For lovers of both Barbie and Gloria Steinem, The Movement is the first oral history of the decade that built the modern feminist movement. Through the captivating individual voices of the people who lived it, The Movement tells the intimate inside story of what it felt like to be at the forefront of the modern feminist crusade, when women rejected thousands of years of custom and demanded the freedom to be who they wanted and needed to be.

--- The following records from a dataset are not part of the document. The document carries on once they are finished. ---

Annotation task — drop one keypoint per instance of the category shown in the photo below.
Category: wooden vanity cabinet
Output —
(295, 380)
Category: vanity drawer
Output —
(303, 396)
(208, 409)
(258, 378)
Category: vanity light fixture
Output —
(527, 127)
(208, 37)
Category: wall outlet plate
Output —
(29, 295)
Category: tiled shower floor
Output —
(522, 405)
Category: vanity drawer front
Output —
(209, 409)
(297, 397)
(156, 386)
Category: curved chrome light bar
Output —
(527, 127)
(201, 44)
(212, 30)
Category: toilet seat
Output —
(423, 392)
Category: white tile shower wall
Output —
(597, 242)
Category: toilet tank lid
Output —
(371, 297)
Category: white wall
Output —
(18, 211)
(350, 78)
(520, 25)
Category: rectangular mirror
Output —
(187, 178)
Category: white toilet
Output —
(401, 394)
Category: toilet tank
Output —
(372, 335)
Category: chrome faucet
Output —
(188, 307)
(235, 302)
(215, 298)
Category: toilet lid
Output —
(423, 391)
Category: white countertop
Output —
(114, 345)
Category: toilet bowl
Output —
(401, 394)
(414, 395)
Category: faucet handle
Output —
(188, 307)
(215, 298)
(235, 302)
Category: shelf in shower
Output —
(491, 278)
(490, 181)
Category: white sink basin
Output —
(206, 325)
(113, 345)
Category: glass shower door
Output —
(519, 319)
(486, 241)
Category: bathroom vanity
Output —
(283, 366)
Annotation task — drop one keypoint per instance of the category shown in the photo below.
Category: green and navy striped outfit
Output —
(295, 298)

This engaging history traces women’s awakening, organizing, and agitating between the years of 1963 and 1973, when a decentralized collection of people and events coalesced to create a spontaneous combustion. From Betty Friedan’s The Feminine Mystique, to the underground abortion network the Janes, to Shirley Chisholm’s presidential campaign and Billie Jean King’s 1973 battle of the sexes, Bingham artfully weaves together the fragments of that explosion person by person, bringing to life the emotions of this personal, cultural, and political revolution. Artists and politicians, athletes and lawyers, Black and white, The Movement brings readers into the rooms where these women insisted on being treated as first class citizens, and in the process, changed the fabric of American life.

 

Gabbi’s pick: The Power of Hormones: The New Science of How Hormones Impact Every Aspect of Our Health by Max Nieuwdorp, Simon Element

Hormones rule our lives. From conception, to birth, to our last breath, hormones control the delicate processes that keep our bodies in balance. However, when this careful stasis is disturbed, our hormones can wreak havoc on our health.

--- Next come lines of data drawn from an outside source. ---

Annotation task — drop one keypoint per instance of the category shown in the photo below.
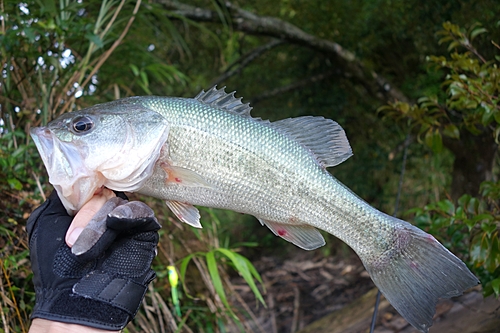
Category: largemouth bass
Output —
(209, 151)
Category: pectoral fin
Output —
(302, 235)
(183, 176)
(185, 212)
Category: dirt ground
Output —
(308, 293)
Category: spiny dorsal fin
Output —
(323, 137)
(221, 100)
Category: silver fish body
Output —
(209, 151)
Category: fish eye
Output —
(82, 124)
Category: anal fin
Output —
(302, 235)
(185, 212)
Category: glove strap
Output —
(121, 293)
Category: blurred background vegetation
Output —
(383, 69)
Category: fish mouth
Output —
(74, 183)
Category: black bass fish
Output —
(209, 151)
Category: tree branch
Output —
(253, 24)
(244, 60)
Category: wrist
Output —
(40, 325)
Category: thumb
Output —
(83, 217)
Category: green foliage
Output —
(472, 88)
(471, 227)
(471, 103)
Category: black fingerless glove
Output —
(102, 288)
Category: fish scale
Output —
(209, 151)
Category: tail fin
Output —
(418, 272)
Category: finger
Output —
(96, 237)
(135, 216)
(83, 217)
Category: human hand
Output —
(102, 288)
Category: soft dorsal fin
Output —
(323, 137)
(221, 100)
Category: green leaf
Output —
(94, 39)
(134, 69)
(447, 206)
(495, 284)
(183, 267)
(477, 32)
(434, 140)
(242, 267)
(15, 184)
(216, 280)
(451, 131)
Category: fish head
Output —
(114, 145)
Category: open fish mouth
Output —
(74, 183)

Max Nieuwdorp, MD, PhD, knows exactly what signals your hormones are sending you and how they impact how you look, feel, and behave. In this foundational guide to hormonal health, he breaks down how hormones impact every system in the body, empowering you with the knowledge you need to get to the root of chronic health problems and set yourself up long lasting, sustainable wellness.

Inspired by Dr. Nieuwdorp’s day-to-day interaction with his patients, The Power of Hormones describes hormonal health in a detailed and accessible style, helping you clue in to symptoms of hormonal imbalance such as persistent fatigue and weight gain. His unique approach advocates for considering the far-reaching roles played by hormones throughout the body and is a go-to guide for understanding how they influence our health, our lives, and who we are.